Nick Gordon is hitting the cover off the ball in Chattanooga.
Through play Thursday, Gordon is hitting .342/.381/.542 with nine doubles, three triples, and three home runs for the Twins’ Double-A affiliate. If this were his first year in Double-A, it would be a nice start for the consensus top 100 prospect. Gordon, though, is in his second year with the Lookouts, after hitting .270/.341/.408 in 122 games last season as one of the youngest regulars in the Southern League.
Although a late-season slump brought down his overall numbers, Gordon was among the best hitters in his league through most of last season, and started at shortstop in the Futures Game in July. Even after the slump, his final offensive numbers were solid, and mirrored what he’d done at each level of the minor leagues. Prior to this season, those numbers had always earned him a promotion to a higher level the following year.
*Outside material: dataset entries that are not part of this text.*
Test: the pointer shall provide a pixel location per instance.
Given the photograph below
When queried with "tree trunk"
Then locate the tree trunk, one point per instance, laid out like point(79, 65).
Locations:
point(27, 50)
In my view, Gordon “conquered” Double-A last year. He hit well at a young age, stayed healthy, and was a key player on a championship team. The Twins, though, opted to send him back to start 2018. Now, more than a month into the season, he’s crushing Double-A pitching again. It’s hard to see what more he has to prove.
There are a few arguments one could make for returning him to Chattanooga after spring training.
The first is the Twins wanted him to demonstrate, after a rough final two months, that the first half of last season wasn’t a fluke. His numbers suggest he’s done that.
The second is they wanted to send him to a place he felt comfortable to open the season. Stephen Gonsalves said last week that was part of the rationale for sending him back to Double-A to open his year. Gordon knows Chattanooga, it’s warmer than Rochester, and there are fewer postponements. While it may have made sense to keep him there in April, the weather in the Northeast has been warm the past three weeks.
The third is they want Gordon to continue to develop his glove at shortstop, where questions remain about his ability to stick defensively. Perhaps they feel a lower level helps relieve some of the pressure as he continues to iron out defensive kinks. So far this season, his range factor is up over last year, though it’s impossible to know what impact, if any, repeating Double-A has had on his defense. Playing at a higher minor league level certainly wouldn’t preclude him from continuing to develop his glove.
After more than a year facing Double-A arms, the Twins need to see what Gordon can do against Triple-A pitching. While the talent level is arguably higher in Double-A–as that’s often where teams stash top prospects–Triple-A pitching is a closer approximation to what he’ll see in the big leagues. Most players will tell you seasoned Triple-A pitchers have a more refined plan on how to attack hitters and get outs than Double-A prospects. Facing veteran pitchers with big league experience would serve Gordon well before he makes the jump to the Majors.
The elephant in the room, of course, is whether he should be in Minnesota right now, with Miguel Sano’s continued absence and Ehire Adrianza struggling at the plate. You could make an argument, based on the time it’s taken Sano to come back from leg injuries in the past and the organization’s lack of middle infield depth, that Gordon should have been summoned as soon as Sano hit the DL. The Twins, after all, were willing to plug then-prospect Jorge Polanco in at shortstop last year even with a questionable glove and limited time at the position. Gordon could have gotten his feet wet in the big leagues, then gone to Triple-A to continue his development once Sano returned. Making that move would be aggressive, and perhaps they felt the 22-year-old simply wasn’t ready for it.
Either way, though, it’s time for Gordon to move on from Chattanooga.